The prime reason is cost. To design for less frequent events is prohibitive for most developments and only specific developments such as dams, or nuclear power plants can justify it. A secondary reason is uncertainty. Frequency analyses require a lengthy record and empirical judgement to reduce the uncertainty of our predictions, an uncertainty that rises dramatically for less frequent events.
Seemingly, that would be a good idea, but it would not be a sustainable one. Substantial funds and natural resources would be required to design and build against a standard whose accuracy is highly uncertain. Instead, it would be more reasonable to avoid the hazardous zones, design against a lower magnitude higher confidence standard, and allow for future adaptation measures.
Developing flexible designs and embedding capacity in our systems are essential to efficiently manage the residual risk.
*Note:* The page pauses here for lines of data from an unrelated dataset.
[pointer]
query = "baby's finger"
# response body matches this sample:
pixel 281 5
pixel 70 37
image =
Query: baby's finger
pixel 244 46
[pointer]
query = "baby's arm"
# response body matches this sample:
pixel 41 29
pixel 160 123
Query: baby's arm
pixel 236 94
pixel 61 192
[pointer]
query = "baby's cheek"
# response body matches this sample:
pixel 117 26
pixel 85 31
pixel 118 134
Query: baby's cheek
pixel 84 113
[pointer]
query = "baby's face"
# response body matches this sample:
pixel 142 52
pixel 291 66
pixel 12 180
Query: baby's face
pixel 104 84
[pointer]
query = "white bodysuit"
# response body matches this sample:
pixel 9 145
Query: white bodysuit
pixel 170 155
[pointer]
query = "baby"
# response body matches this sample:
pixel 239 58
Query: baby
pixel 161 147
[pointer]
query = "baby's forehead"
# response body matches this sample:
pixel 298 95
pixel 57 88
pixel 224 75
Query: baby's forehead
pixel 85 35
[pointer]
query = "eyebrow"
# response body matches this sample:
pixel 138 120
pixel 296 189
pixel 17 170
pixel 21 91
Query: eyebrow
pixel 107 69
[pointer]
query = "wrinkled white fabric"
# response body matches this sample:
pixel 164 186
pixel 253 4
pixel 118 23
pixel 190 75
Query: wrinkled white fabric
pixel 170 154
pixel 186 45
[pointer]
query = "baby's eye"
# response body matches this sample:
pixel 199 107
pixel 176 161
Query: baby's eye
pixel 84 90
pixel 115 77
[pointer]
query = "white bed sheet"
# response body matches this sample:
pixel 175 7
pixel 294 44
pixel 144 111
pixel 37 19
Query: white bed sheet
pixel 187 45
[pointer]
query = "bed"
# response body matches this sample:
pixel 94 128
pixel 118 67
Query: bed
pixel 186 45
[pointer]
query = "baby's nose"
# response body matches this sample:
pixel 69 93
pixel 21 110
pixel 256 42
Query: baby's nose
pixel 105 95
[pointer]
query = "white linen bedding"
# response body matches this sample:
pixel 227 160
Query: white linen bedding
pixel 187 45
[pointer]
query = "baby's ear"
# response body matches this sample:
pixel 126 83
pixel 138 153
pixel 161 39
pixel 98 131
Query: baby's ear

This strategy can ensure our cities and communities are resilient and capable of adapting to the uncertain future climatic conditions without depleting our current resources.
To conclude, the paragraphs above explain what flood risk is and its probabilistic nature, how we estimate the likelihood of a flood event and the inherent uncertainty of our predictions. It clarified what the “100 year flood” is and that it is very likely to occur at least once, and is not improbable twice, in a 100 year period. The physical limits of our natural resources and the uncertainty of our predictions suggest that it is best to avoid the hazard, or, if the development is necessary, to develop flexible designs that have adequate capacity for adaptation to higher design standards in the future when the uncertainty levels are lower. This reiterates the importance of managing carefully and effectively the residual flood risks.
As a final remark, it should be remembered that if a flood hazard is present the flood risk is never zero. Flood risk and associated costs are very much like rolling a dice. The more throws of the dice, the more likely the anticipated event is to occur, but can you afford the costs of the gamble; in many instances it is best to just remove oneself from the table.
References
3 Strijker, Bart. 2021. “The 2021 Floods in the Netherlands: Datasets.” Data.4tu.nl, October.
5 GOV.UK. 2019. “Flood Map for Planning - GOV.UK.” Service.gov.uk. 2025.
7 GOV.UK. 2022. “Flood Risk and Coastal Change.” GOV.UK. August 22, 2022.
9 “Flood Resilience: The Journey from Unprecedented to Prepared.” 2025. Fathom. February 13, 2025.